冬日这一日,虞绍衡晚间没回房吃饭,在书房里处理政务。
叶昔昭在太夫人房里用罢饭,回正房的路上,听说送到书房的饭菜被虞绍衡搁在一旁,无奈蹙眉。
果真是人无完人,这厮对衣食起居总是这样漫不经心。
她将孩子交给乳母带着,转去小厨房,亲手包了些水饺,又做了几道小菜,温了一壶酒,放入食盒,给他送到书房去。
虞绍衡正在灯下看一封刚收到的书信。
叶昔昭轻咳一声,将酒菜给他放在一旁的几案上,转去掐了掐他耳朵,“先去用饭。”
“好。”虞绍衡歉意地笑了笑,起身去用饭。
叶昔昭坐在他对面,给他倒了一杯酒,打量他神色,好奇地道:“你心情好像不错,有什么好事么?”
虞绍衡道:“算是好事。皇上打算安顿下来了。”
“是么?”叶昔昭眼前一亮。
“别急着高兴。”虞绍衡先将杯中酒一饮而尽,才给出下文,“他是要与唐鸿笑一起在江南办个书院。”
“什么?”叶昔昭愕然,惊喜变为不解兼失望,“意思是还不打算回宫与妻儿团聚?”
“写信回来,要我拿出一笔款项协助。”虞绍衡笑了笑,“肯停止远游安定下来,已算不易。”
叶昔昭还是头疼一点,“可他总这样,留绍筠一个人在宫里,终究是不像话。我觉得他们两个并非一点情意也无。”
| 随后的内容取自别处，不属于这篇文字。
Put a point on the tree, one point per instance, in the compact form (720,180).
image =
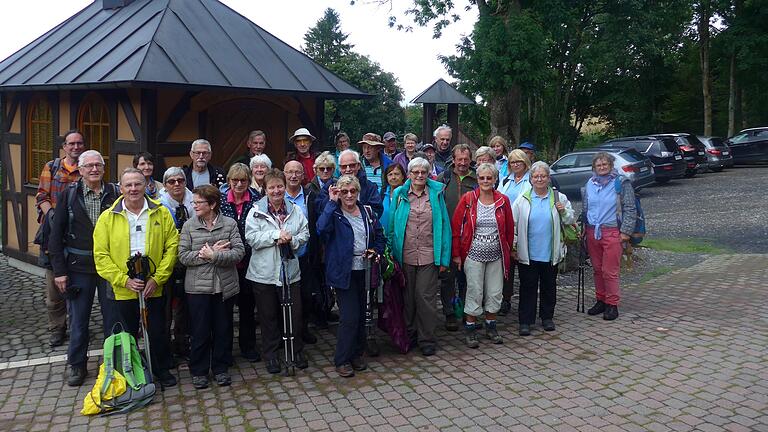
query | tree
(326,44)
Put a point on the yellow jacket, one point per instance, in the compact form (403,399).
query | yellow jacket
(111,246)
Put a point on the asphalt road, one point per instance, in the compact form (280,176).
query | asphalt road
(729,208)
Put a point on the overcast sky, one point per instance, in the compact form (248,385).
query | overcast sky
(412,56)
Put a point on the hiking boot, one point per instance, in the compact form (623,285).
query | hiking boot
(223,379)
(57,339)
(611,312)
(346,370)
(450,323)
(300,361)
(548,325)
(470,336)
(165,378)
(200,382)
(372,348)
(76,375)
(359,364)
(597,309)
(492,334)
(273,366)
(525,330)
(506,306)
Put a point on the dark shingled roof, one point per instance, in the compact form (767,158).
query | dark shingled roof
(441,92)
(199,44)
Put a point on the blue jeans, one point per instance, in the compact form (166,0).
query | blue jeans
(79,309)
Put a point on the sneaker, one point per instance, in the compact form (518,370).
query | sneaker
(165,378)
(273,366)
(300,361)
(597,309)
(450,323)
(525,330)
(492,334)
(223,379)
(548,325)
(251,355)
(470,336)
(200,382)
(76,375)
(359,364)
(346,370)
(506,306)
(611,312)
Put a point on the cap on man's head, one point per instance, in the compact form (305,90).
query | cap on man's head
(301,132)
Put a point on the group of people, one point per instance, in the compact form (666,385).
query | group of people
(455,224)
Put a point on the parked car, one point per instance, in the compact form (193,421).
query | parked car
(694,152)
(718,153)
(667,159)
(573,170)
(749,146)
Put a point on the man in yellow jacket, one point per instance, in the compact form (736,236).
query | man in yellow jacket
(136,223)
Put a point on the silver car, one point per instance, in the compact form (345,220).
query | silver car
(572,171)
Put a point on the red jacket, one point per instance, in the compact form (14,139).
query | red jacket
(463,226)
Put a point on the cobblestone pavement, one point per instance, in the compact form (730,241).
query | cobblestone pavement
(689,352)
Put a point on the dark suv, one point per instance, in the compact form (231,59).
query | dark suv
(667,159)
(693,150)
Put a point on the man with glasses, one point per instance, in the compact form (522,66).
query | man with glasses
(71,252)
(459,180)
(201,171)
(349,164)
(302,197)
(54,178)
(178,199)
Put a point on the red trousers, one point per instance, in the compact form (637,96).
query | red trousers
(605,255)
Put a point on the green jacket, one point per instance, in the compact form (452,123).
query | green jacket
(441,223)
(111,246)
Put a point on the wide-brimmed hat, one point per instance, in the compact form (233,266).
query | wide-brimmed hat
(301,132)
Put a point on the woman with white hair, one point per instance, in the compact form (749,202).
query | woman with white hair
(539,247)
(483,230)
(419,233)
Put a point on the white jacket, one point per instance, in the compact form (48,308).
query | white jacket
(521,211)
(262,231)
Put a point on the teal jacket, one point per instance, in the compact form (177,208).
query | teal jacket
(441,223)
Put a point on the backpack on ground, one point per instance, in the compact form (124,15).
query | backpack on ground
(638,233)
(124,382)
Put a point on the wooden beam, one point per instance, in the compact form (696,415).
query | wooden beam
(174,118)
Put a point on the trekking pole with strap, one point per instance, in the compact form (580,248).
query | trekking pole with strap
(286,303)
(139,268)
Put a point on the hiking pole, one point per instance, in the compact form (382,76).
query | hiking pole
(286,302)
(138,268)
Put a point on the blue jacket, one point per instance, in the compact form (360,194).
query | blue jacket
(369,194)
(337,236)
(441,223)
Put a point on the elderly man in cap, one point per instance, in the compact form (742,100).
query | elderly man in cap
(374,161)
(390,145)
(302,140)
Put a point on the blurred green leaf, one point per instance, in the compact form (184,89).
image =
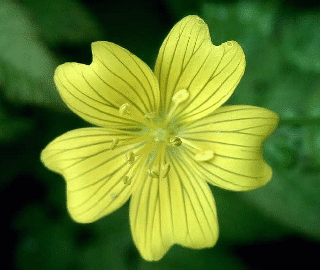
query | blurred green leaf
(292,196)
(64,21)
(300,37)
(12,128)
(179,258)
(26,66)
(242,223)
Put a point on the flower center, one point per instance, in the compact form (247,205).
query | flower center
(159,135)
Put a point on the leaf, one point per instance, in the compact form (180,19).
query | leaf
(26,65)
(241,223)
(12,128)
(292,196)
(300,38)
(64,21)
(179,258)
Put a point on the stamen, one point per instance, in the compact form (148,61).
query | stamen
(179,97)
(154,173)
(204,155)
(130,157)
(175,141)
(114,143)
(166,169)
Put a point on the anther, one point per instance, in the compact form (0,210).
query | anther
(175,141)
(204,155)
(166,169)
(153,173)
(126,180)
(180,96)
(130,157)
(114,143)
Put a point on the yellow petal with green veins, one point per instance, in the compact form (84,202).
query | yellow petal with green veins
(188,60)
(235,134)
(176,209)
(115,77)
(94,167)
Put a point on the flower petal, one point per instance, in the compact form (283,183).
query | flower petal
(93,163)
(115,77)
(188,60)
(176,209)
(235,135)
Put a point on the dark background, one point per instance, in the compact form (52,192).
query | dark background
(276,226)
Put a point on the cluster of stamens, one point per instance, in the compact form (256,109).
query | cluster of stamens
(161,137)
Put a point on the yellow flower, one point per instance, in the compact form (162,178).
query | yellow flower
(161,138)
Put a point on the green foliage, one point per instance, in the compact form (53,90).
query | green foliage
(283,64)
(26,65)
(64,21)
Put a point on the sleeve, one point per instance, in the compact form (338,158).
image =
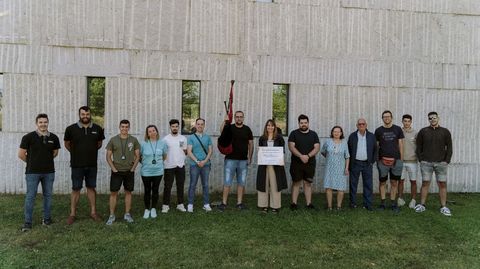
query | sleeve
(101,134)
(324,148)
(68,134)
(109,145)
(346,153)
(57,143)
(448,144)
(25,142)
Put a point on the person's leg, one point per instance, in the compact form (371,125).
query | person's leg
(307,189)
(47,190)
(32,181)
(155,187)
(180,182)
(339,198)
(147,186)
(204,174)
(91,184)
(353,180)
(367,179)
(194,174)
(229,170)
(167,189)
(329,194)
(242,170)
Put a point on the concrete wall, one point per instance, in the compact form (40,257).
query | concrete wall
(342,58)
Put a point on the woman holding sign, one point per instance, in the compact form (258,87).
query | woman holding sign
(271,179)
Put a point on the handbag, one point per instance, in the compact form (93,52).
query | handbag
(387,161)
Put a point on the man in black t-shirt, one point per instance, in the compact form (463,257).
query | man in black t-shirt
(236,163)
(38,149)
(83,139)
(304,145)
(390,152)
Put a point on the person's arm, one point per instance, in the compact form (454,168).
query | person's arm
(250,151)
(67,144)
(22,154)
(400,146)
(110,161)
(137,159)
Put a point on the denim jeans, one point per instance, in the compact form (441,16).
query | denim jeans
(195,172)
(32,187)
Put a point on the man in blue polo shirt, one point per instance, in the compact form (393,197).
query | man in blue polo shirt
(83,139)
(38,149)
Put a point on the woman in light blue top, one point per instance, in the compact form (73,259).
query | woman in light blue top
(153,152)
(335,150)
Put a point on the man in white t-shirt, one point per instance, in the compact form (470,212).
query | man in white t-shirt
(174,166)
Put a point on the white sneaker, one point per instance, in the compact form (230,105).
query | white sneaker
(165,208)
(146,214)
(207,208)
(445,211)
(153,213)
(412,204)
(110,220)
(181,208)
(128,217)
(420,208)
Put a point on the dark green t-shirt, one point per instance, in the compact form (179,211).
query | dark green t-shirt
(123,151)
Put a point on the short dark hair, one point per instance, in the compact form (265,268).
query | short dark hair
(84,108)
(387,111)
(302,117)
(41,116)
(173,121)
(407,116)
(124,121)
(341,130)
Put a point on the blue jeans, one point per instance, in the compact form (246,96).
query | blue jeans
(365,169)
(235,167)
(32,187)
(195,172)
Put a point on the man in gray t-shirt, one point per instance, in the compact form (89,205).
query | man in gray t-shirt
(410,167)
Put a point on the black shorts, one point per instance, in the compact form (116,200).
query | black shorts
(126,178)
(302,171)
(89,174)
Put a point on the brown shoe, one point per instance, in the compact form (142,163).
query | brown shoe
(70,220)
(95,217)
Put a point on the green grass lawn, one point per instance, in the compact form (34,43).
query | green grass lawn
(246,239)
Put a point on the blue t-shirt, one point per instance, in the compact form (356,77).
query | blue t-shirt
(151,151)
(197,149)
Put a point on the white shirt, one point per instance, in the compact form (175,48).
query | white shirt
(175,152)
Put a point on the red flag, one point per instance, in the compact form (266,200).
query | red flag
(230,102)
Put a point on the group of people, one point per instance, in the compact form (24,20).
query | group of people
(396,151)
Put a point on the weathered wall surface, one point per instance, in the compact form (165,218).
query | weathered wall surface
(342,58)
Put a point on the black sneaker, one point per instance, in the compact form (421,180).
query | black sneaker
(46,222)
(222,207)
(26,227)
(241,206)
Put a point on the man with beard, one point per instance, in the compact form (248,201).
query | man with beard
(83,139)
(236,163)
(304,145)
(434,151)
(174,166)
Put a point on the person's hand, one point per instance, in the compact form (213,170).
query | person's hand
(304,158)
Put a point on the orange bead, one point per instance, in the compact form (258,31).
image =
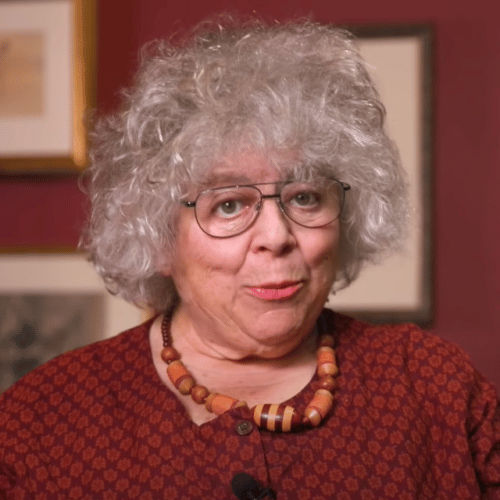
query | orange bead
(180,377)
(319,407)
(169,354)
(276,418)
(199,394)
(219,404)
(325,354)
(327,364)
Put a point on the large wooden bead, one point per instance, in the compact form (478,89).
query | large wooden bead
(199,394)
(327,364)
(169,354)
(180,377)
(319,407)
(219,404)
(276,418)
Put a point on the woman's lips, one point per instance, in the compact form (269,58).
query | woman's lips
(276,291)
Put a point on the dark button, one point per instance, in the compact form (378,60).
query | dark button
(244,427)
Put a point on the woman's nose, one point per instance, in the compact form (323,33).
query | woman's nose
(272,228)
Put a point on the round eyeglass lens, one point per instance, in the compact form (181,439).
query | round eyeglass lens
(313,204)
(227,211)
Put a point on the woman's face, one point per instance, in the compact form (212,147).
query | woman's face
(258,293)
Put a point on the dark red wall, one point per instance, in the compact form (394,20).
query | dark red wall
(467,133)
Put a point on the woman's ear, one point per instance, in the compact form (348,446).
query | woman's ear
(165,264)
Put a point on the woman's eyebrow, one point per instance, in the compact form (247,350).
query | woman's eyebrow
(225,179)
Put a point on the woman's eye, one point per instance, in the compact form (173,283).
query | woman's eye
(228,208)
(306,199)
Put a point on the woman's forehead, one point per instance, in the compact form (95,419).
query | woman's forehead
(251,167)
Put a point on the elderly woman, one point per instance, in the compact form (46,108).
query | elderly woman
(247,175)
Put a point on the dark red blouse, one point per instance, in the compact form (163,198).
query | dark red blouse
(412,420)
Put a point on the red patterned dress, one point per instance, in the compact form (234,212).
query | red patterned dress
(412,420)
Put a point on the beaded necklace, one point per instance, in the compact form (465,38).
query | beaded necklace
(272,417)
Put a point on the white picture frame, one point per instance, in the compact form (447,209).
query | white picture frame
(400,288)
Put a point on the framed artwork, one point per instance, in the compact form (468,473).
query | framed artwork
(50,304)
(400,288)
(47,80)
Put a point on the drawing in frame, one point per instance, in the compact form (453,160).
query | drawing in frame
(399,289)
(47,84)
(51,303)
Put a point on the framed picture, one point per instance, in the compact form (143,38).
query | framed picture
(400,288)
(50,304)
(47,80)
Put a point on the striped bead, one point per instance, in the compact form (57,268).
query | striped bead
(327,364)
(327,341)
(319,407)
(276,418)
(219,404)
(179,376)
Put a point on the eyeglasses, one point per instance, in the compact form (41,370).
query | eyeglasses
(229,211)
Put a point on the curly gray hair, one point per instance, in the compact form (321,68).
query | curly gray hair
(298,85)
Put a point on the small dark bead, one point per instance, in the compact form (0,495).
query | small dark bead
(199,394)
(328,383)
(169,354)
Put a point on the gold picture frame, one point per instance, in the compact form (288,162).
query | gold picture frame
(48,50)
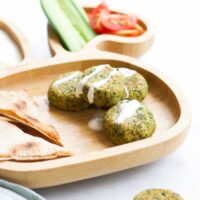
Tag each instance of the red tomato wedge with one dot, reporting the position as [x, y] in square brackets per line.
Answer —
[102, 20]
[117, 22]
[100, 8]
[96, 15]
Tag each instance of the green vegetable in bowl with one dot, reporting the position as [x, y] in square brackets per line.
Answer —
[67, 20]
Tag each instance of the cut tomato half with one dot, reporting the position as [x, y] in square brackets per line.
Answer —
[117, 22]
[96, 16]
[100, 8]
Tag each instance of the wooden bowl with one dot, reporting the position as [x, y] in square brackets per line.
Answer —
[94, 154]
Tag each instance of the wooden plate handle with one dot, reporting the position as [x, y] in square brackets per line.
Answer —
[20, 40]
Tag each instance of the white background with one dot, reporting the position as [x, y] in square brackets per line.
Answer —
[176, 51]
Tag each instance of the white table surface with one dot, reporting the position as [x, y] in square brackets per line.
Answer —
[176, 51]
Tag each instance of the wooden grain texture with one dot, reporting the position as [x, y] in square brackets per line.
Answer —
[94, 154]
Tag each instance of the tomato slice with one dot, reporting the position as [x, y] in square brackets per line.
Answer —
[96, 16]
[117, 22]
[99, 9]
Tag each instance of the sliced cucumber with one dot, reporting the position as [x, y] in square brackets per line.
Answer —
[81, 10]
[76, 19]
[71, 38]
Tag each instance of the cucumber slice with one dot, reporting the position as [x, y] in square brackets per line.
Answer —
[76, 19]
[81, 10]
[69, 35]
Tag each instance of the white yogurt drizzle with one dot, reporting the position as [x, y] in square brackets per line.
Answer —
[126, 91]
[127, 109]
[126, 72]
[82, 82]
[97, 84]
[96, 124]
[66, 79]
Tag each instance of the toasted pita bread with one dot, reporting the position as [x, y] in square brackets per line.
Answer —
[19, 146]
[22, 108]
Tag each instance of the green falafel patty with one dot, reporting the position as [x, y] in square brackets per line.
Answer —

“慢慢来。”虞绍衡推心置腹地道,“将他们换了寻常人,情形也许更糟。”
叶昔昭给他斟满酒,又指了指菜肴、水饺,“别只顾着喝酒,吃点东西最要紧,特地给你做的。”
虞绍衡探手揉了揉她的脸,“如今比娘对我还絮叨。”
叶昔昭忍不住瞪他一眼,“娘是知道有我照管你才不理这些的。”说着打开他的手,“快吃!”
虞绍衡笑开来,“遵命。”
“那我回房去了。”叶昔昭站起身,摸了摸他脸颊,“你听话,多吃些,只当我还留在这儿看着你呢。”
虞绍衡笑出声来,顺势握住她的手,“今日没什么事了,你等等,我与你一起回房。”
“那也好。”叶昔昭又回身落座。
虞绍衡将酒杯递到她手里,“你喝酒,我吃饭。”
“好。”
虞绍衡风卷残云地用罢饭,与叶昔昭一同返回正房。
瑞哥儿还没睡,叶昔昭就让乳母把他抱到房里,哄着他唤虞绍衡爹爹。
瑞哥儿却是一脸茫然,不肯出声。
“都怨你,忻姐儿小时候你总哄着,如今瑞哥儿好几天才见你一次。”叶昔昭对虞绍衡抱怨着,转而让瑞哥儿唤娘亲。
瑞哥儿看着叶昔昭,现出童真无辜的笑,用清澈婉转的童音脆生生唤道:“娘亲!”
“瑞哥儿真乖!”叶昔昭的笑容分外柔软,轻轻揉了揉瑞哥儿的脸,又亲了亲。
虞绍衡细看着母子两个,神色微凝。儿子可爱无辜,妻子那样的笑颜、那样的神色,太过温柔,充盈着太多暖意。
终于明白她当初为何吃女儿的醋了。这感觉真的是不大好,仿佛她要被人抢走一样,即便要抢走她的是与他们血脉相连的孩子。
叶昔昭察觉他神色微微愣怔,轻推了他一下,“怎么了?”
虞绍衡坦然回道:“吃醋了。”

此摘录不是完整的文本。